Kegiatan dibuka dengan sambutan dari Rektor Universitas Muhammadiyah Kotabumi, Dr. Irawan Suprapto, M.Pd., yang menekankan pentingnya PKPA dalam meningkatkan kualitas pendidikan hukum di Indonesia. “Kami berharap pelatihan ini dapat membekali para calon advokat dengan pengetahuan praktis dan integritas yang dibutuhkan untuk menegakkan keadilan,” ujar Dr.

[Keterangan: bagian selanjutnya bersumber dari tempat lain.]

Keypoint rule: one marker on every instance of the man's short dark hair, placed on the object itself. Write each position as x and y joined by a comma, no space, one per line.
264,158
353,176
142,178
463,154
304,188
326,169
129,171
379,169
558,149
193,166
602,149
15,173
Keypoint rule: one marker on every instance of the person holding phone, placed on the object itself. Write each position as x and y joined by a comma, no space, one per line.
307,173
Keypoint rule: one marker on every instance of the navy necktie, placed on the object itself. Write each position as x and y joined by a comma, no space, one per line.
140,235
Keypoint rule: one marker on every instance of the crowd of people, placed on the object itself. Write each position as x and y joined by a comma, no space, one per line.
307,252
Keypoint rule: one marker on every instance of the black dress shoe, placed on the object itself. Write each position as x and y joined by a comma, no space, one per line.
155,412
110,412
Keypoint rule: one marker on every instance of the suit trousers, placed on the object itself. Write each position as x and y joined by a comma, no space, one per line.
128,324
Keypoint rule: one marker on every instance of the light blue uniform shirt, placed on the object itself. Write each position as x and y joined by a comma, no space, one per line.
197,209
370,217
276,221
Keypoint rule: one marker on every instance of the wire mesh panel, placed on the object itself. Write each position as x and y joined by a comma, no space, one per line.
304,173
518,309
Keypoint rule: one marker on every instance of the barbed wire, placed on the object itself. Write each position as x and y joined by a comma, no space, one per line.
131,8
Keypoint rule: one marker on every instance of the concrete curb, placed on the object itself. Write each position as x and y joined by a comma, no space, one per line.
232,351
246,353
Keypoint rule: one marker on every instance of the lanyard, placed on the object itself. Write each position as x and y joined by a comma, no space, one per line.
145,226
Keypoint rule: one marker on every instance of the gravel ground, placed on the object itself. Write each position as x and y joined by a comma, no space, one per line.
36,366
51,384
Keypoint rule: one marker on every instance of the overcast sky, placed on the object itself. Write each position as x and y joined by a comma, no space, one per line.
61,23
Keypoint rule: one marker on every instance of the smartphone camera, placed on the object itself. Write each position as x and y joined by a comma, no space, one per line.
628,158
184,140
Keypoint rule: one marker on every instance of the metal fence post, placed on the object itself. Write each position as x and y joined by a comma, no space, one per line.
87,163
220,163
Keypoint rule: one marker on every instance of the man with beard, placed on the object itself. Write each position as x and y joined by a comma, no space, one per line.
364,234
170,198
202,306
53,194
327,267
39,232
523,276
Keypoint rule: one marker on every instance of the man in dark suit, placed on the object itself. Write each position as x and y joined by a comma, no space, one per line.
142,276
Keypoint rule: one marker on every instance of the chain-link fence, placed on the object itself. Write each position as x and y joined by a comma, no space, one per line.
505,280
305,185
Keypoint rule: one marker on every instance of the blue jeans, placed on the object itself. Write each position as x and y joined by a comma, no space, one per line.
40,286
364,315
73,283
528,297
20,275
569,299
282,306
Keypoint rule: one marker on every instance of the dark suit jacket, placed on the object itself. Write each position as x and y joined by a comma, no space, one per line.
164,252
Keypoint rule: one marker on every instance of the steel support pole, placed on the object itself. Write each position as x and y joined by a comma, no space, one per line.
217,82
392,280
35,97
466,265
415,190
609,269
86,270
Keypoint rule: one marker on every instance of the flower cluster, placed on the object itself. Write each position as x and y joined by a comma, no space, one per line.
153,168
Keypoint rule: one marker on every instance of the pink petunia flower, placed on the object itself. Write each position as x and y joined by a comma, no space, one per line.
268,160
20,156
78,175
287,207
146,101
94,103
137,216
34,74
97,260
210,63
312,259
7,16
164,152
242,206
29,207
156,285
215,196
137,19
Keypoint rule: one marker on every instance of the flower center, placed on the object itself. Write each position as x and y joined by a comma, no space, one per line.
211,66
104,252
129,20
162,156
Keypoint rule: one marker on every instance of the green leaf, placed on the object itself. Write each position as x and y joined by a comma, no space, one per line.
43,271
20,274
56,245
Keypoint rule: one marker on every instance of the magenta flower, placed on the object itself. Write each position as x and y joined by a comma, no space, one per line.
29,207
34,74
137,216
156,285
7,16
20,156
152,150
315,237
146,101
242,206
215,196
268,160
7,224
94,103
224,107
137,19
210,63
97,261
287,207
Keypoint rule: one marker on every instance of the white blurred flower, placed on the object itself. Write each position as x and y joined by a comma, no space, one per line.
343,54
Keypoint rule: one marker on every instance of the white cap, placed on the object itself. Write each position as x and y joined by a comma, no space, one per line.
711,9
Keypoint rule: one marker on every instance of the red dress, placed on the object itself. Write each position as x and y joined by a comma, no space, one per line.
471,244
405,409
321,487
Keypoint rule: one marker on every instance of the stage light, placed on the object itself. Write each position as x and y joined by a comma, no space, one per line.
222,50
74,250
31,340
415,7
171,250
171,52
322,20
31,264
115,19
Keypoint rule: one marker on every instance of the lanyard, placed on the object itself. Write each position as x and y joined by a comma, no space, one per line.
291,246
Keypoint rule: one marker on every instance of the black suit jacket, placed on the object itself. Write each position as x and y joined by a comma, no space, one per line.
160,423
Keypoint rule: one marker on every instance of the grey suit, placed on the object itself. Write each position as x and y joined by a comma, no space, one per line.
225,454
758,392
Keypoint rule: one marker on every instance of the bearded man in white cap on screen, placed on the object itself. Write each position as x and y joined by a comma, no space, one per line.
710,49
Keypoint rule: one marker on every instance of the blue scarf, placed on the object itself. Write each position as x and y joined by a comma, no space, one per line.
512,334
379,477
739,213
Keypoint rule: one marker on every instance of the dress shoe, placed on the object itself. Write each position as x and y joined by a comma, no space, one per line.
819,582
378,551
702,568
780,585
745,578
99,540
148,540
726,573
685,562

Irawan dalam pidatonya.
Ketua DPC PERADI Kotabumi, Karzuli Ali, S.H., juga turut memberikan sambutan, menekankan komitmen bersama dalam menciptakan advokat berkualitas melalui kolaborasi dengan institusi pendidikan. “Kerja sama ini merupakan upaya bersama dalam membentuk advokat yang memiliki keahlian dan berintegritas tinggi,” ungkapnya.
Sambutan terakhir sekaligus pembukaan resmi kegiatan disampaikan oleh Bapak Sukarmin, S.H., M.H., yang juga bertindak sebagai salah satu narasumber utama dalam pelatihan ini. Ia menegaskan bahwa PKPA ini merupakan tahap penting yang harus dilewati sebelum seorang calon advokat terjun ke dunia praktik secara penuh.
Materi yang disajikan dalam PKPA ini mencakup hukum acara perdata, hukum pidana, dan praktik peradilan, yang disusun secara komprehensif untuk membentuk advokat yang kompeten. Dengan mengikuti pelatihan ini, para peserta diharapkan mampu memenuhi standar profesi dan memberikan kontribusi signifikan dalam penegakan hukum.
Para peserta menyambut PKPA Angkatan III ini dengan antusias. Melalui kegiatan ini, Universitas Muhammadiyah Kotabumi dan DPC PERADI Kotabumi berharap dapat melahirkan advokat yang tidak hanya memiliki kompetensi tinggi, tetapi juga etika profesi yang mumpuni, sehingga mampu berkontribusi positif dalam penegakan hukum di Indonesia.